Summing Up
Basic conclusions that can be drawn from responses to this month's column are that it may or may not be useful to try to legislate accounting transparency. But such efforts address symptoms, not causes, of behaviors leading to purposely misleading financial reporting. As Scott Green puts it, "We cannot look at investor losses as the only benchmark to evaluate the costs of Sarbanes-Oxley. One must also consider the cost of capital if confidence in the markets does not return…Unfortunately, you cannot legislate morality..." This theme was picked up by Richard Eckel, who wrote, "... legislative and regulatory response treats the symptoms (means) rather than the disease (motivation). Transparency is only as successful as the least creative obscurantist." He recommends, among other things, prohibiting "by regulation public equity trading by corporate insiders of the insider's equity..."
Several respondents suggested the need for a careful approach to the issue of greater transparency. E. Smith asked, "Do investors care about immaterial smoothing [of earnings]? I do not believe so. It is when ... earnings management leads an investor to misunderstand the health of the company that makes this wrong." Ruth Sager suggests that the current reactions to misleading financial reporting could potentially go too far. As she says, "Fashion in any field is like that. It goes to a ridiculous extreme before becoming more practical. Legislation is therefore a problematic way to achieve the golden mean in normative behavior."
Edward Hare agrees, pointing out that "Corporate governance is a system that continues to fail us ... and joins the ranks of education, mutual funds, and healthcare ... Are ethics, integrity, and self-interest the common denominators to them all?"
Echoing his point of view, does our current approach to greater accounting transparency through legislation and regulation attack the symptoms and not the disease? If so, is this a reflection of the worth of attacking even symptoms in order to restore credibility to financial markets?

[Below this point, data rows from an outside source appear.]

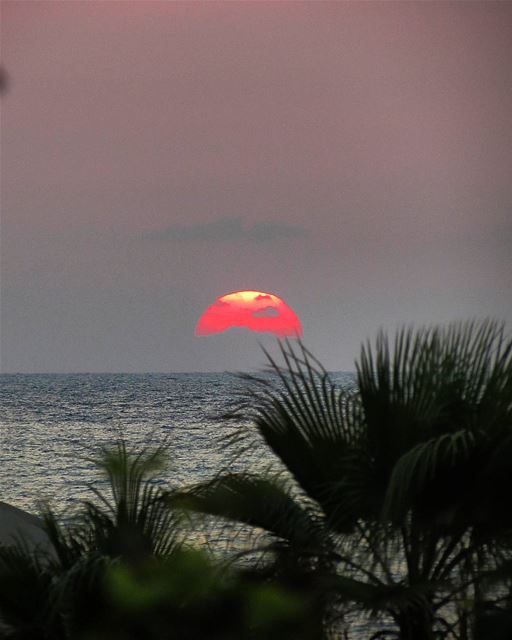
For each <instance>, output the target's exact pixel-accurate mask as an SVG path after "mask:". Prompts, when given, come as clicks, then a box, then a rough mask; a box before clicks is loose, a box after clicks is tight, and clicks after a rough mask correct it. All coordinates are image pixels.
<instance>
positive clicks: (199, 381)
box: [0, 373, 370, 639]
mask: <svg viewBox="0 0 512 640" xmlns="http://www.w3.org/2000/svg"><path fill="white" fill-rule="evenodd" d="M332 377H333V378H334V379H335V380H336V382H338V383H339V384H340V385H343V386H345V385H352V384H353V375H352V374H347V373H338V374H333V376H332ZM247 384H248V383H247V382H245V381H243V380H241V379H240V378H238V377H237V376H235V375H232V374H229V373H202V374H194V373H190V374H75V375H67V374H36V375H31V374H30V375H27V374H16V375H10V374H3V375H0V408H1V416H0V461H1V464H0V500H3V501H5V502H8V503H10V504H13V505H14V506H17V507H21V508H23V509H27V510H29V511H37V507H38V501H39V500H41V499H43V500H49V501H50V504H51V505H52V506H53V507H54V508H56V509H57V511H58V512H60V513H61V514H63V515H64V516H65V515H66V514H67V512H68V508H69V507H72V506H73V504H74V503H76V502H77V501H78V500H79V499H81V498H90V497H91V495H90V492H89V491H88V489H87V485H88V484H90V483H92V482H95V481H97V480H98V473H97V470H96V467H95V465H94V464H93V462H92V461H91V458H93V457H94V456H95V455H97V454H98V452H99V451H100V450H101V448H102V447H104V446H108V445H109V444H112V443H114V442H115V441H116V440H117V439H118V438H119V437H120V436H121V435H122V437H123V438H124V439H125V440H126V441H127V442H128V443H129V444H131V445H133V446H134V447H136V448H140V447H144V446H147V445H149V446H157V445H161V444H166V447H167V449H166V450H167V451H168V456H167V457H168V469H167V470H166V471H165V472H164V474H163V475H162V478H163V480H164V481H167V482H169V483H172V484H174V485H176V484H179V485H184V484H189V483H193V482H197V481H199V480H206V479H208V478H210V477H212V476H213V475H215V474H216V473H218V472H219V471H220V470H221V469H222V468H223V467H226V466H229V467H230V468H233V453H234V452H233V450H232V449H226V447H225V442H224V440H225V436H228V435H229V434H230V433H232V432H233V430H234V429H236V428H237V427H238V426H242V427H243V428H244V429H245V428H246V429H250V428H251V427H250V424H249V423H247V424H245V423H242V424H241V425H240V423H236V422H235V423H230V422H229V421H226V420H221V419H220V416H222V415H223V414H225V413H226V412H229V411H230V410H232V409H233V408H235V407H236V406H237V404H238V403H240V401H241V397H240V394H241V393H242V392H243V390H244V389H247ZM235 464H236V466H237V467H238V468H240V467H242V468H249V469H251V470H262V469H264V470H267V469H268V468H269V467H274V466H277V462H276V461H275V460H274V459H273V457H272V455H271V454H270V452H269V451H268V450H267V449H266V448H265V447H264V446H263V444H259V445H258V444H256V445H255V446H253V447H251V449H250V450H249V451H246V452H245V453H244V455H243V457H242V458H240V459H238V461H237V462H236V463H235ZM200 535H201V534H200V532H199V531H197V532H196V533H195V536H196V538H197V541H198V542H201V540H202V539H201V538H200ZM213 535H214V537H215V539H216V540H217V541H219V540H220V541H222V540H223V541H224V543H225V545H226V547H229V546H231V545H233V544H234V545H235V546H237V545H238V546H239V545H242V546H245V545H246V544H248V538H247V537H246V536H245V534H243V535H242V537H240V532H239V533H238V535H237V537H236V540H234V539H232V536H231V534H230V532H229V530H226V531H224V530H221V531H220V532H219V531H216V532H213ZM205 540H206V539H205ZM238 546H237V549H238ZM350 626H351V635H350V637H351V638H357V639H359V638H361V639H362V638H365V637H367V636H368V629H369V628H370V627H369V626H368V623H367V621H365V620H361V619H358V618H357V617H354V619H353V620H352V621H351V625H350Z"/></svg>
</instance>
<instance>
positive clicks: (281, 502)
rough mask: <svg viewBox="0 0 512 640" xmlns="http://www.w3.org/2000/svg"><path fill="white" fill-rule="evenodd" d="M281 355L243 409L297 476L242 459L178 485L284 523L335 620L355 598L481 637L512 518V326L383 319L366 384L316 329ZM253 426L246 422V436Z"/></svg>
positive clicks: (366, 365)
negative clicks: (498, 561)
mask: <svg viewBox="0 0 512 640" xmlns="http://www.w3.org/2000/svg"><path fill="white" fill-rule="evenodd" d="M281 354H282V357H283V360H284V364H283V365H279V364H277V362H276V361H275V360H274V359H272V358H271V357H270V356H268V357H269V362H270V367H271V371H272V372H273V373H274V374H275V375H276V376H277V378H276V377H274V380H269V378H268V377H260V378H251V379H252V381H253V382H254V383H255V386H253V388H252V390H251V392H250V393H251V396H250V402H247V403H245V404H244V406H243V410H242V413H243V417H244V418H247V417H249V418H251V419H252V421H253V422H254V424H255V427H256V433H257V435H258V437H259V438H262V439H263V440H264V442H265V443H266V445H268V447H270V449H271V450H272V451H273V452H274V454H276V456H277V457H278V458H279V460H280V461H281V462H282V463H283V464H284V466H285V468H286V470H287V475H286V479H283V477H282V476H281V477H279V478H276V477H264V476H260V475H251V474H248V473H227V474H222V475H220V476H219V477H217V478H215V479H214V480H213V481H211V482H208V483H205V484H201V485H199V486H196V487H193V488H191V489H189V490H187V491H185V492H180V493H178V494H173V495H171V496H169V498H168V499H169V500H170V501H172V502H173V503H174V504H178V503H181V504H185V505H186V506H188V508H190V509H193V510H196V511H200V512H204V513H207V514H210V515H214V516H220V517H222V518H225V519H228V520H232V521H237V522H239V523H243V524H244V525H249V526H251V527H258V528H261V529H263V530H265V531H266V532H268V534H269V535H270V536H271V539H272V540H273V541H274V543H273V547H272V548H273V550H274V558H275V559H277V560H276V566H281V565H282V564H283V558H286V557H288V558H289V557H293V558H295V561H296V563H299V564H300V565H301V566H302V567H305V570H307V571H309V573H310V575H311V576H313V578H312V581H311V584H314V585H315V588H316V589H321V590H323V599H322V601H323V604H324V607H325V609H324V613H325V615H326V616H327V618H329V619H330V620H331V622H332V623H333V624H335V625H336V624H339V622H340V618H343V617H344V616H346V615H347V614H349V613H350V611H351V610H352V608H353V607H354V606H355V607H358V608H359V610H360V611H361V612H366V613H369V614H371V615H373V616H377V617H378V618H379V619H380V620H381V621H382V623H381V626H380V627H379V628H378V629H377V631H376V634H375V635H374V636H373V637H375V638H377V637H393V634H394V636H395V637H400V638H402V639H404V640H405V639H407V640H431V639H433V638H435V637H446V636H447V635H450V634H452V635H454V637H472V635H473V627H474V623H475V612H477V611H478V603H479V602H482V601H484V600H485V598H486V597H489V593H485V589H484V581H483V580H482V579H481V576H482V570H483V568H484V567H487V568H488V567H490V566H493V563H494V562H496V561H497V560H498V558H499V557H502V555H503V553H504V552H505V551H504V549H505V548H506V547H505V546H504V545H503V544H501V542H502V540H505V539H506V536H507V535H510V532H511V531H512V517H511V516H512V512H511V510H510V508H507V509H505V508H504V507H505V505H510V502H509V498H508V493H509V487H510V486H511V481H512V465H511V464H510V459H511V455H512V355H511V354H512V342H511V341H510V340H509V339H506V337H505V335H504V327H503V326H502V325H499V324H497V323H495V322H492V321H483V322H469V323H457V324H452V325H449V326H447V327H444V328H443V327H441V328H425V329H420V330H417V331H414V330H413V329H410V328H409V329H402V330H400V331H399V332H398V333H397V334H396V336H395V338H394V340H390V339H389V338H388V337H387V336H386V335H385V334H384V333H380V334H379V336H378V337H377V340H376V341H375V343H374V344H370V343H367V344H366V345H364V346H363V348H362V351H361V355H360V358H359V360H358V361H357V363H356V382H357V385H356V388H355V389H352V390H346V389H341V388H337V386H336V385H335V384H334V383H333V382H332V381H331V378H330V376H329V374H328V373H327V372H326V371H324V370H323V368H322V367H321V365H320V364H319V363H318V361H317V360H316V359H315V358H314V357H313V356H312V355H311V353H310V352H309V351H308V350H307V349H306V348H305V347H304V346H303V345H302V344H301V343H300V342H299V343H291V342H286V343H282V345H281ZM267 355H268V354H267ZM250 434H251V432H250V431H248V430H247V428H246V427H244V428H241V429H240V431H239V432H238V434H237V436H236V438H235V440H234V442H235V446H236V447H238V448H239V449H240V451H243V448H244V446H250V442H249V439H250V437H251V435H250ZM461 601H464V603H465V605H464V607H461V606H460V602H461ZM468 602H470V603H472V606H471V607H468V605H467V603H468ZM468 608H469V609H471V615H469V614H468ZM385 621H387V622H385Z"/></svg>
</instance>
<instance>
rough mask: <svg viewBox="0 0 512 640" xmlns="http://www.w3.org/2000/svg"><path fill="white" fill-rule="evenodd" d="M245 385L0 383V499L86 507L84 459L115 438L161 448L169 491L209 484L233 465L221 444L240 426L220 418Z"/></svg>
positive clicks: (6, 382)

And if not through legislation and regulation, how then do we address the disease rather than the symptoms? What do you think?
Original Article
The collapse of companies like Enron and WorldCom cost investors tens of billions of dollars. But that amount may be dwarfed by the cost of conforming to new laws driven by those corporate scandals--laws that are intended to protect investors. It prompts a question: Is the cost of accounting transparency worth it to investors?
At issue are various provisions of the Sarbanes-Oxley Act of 2002, including its Section 404, which will become common knowledge from Wall Street to Main Street, as well as rules promulgated by the Financial Accounting Standards Board (FASB) in recent years. This is not an issue of interest only to those of us in the U.S., as suggested by a number of investigations and recommended guidelines being put forth in several member countries of the E.U. in response to accounting improprieties at Ahold and other European companies.
Among other things, Sarbanes-Oxley seeks more independent directors on boards and in key board committee positions. It discourages companies from buying auditing and particularly large amounts of consulting services from the same supplier. And now, by means of Section 404, it will: (1 require senior executives to certify that their companies have financial controls that work, and (2 give external auditors the added task of evaluating and reporting on not only a company's numbers but also the systems that produce the numbers. Finally, public accountants will have to evaluate the work of the boards' audit committees that hired them. The bill for the additional external auditors and significant investment in hardware and software for new control systems is estimated to double. If not offset by improved productivity and lower costs, it will result in a hit to the earnings of all publicly owned organizations.
Investors will face challenges as a result of guidelines recently issued by the FASB, as well. Foremost among these are efforts to encourage more aggressive write-offs of so-called non-performing assets, such as retail stores still in operation but performing below a certain level, as well as the creation of reserves against earnings that are much more accurate and timely than in the past. As a result of these guidelines, write-offs are more frequent, at times becoming a quarterly feature of a company's earnings. Reserves are created closer to an adverse event at a time when the cost of the event may be better known. One result has been greater volatility in earnings. In short, gone are the days when various accounting practices led to earnings "management" or "smoothing," whether or not such practices resulted in more stable stock prices.
Responses such as these to recent corporate scandals prompt several questions: Are these and perhaps other "cures" worth the cost to investors? Is it possible to have too much accounting transparency? What do you think?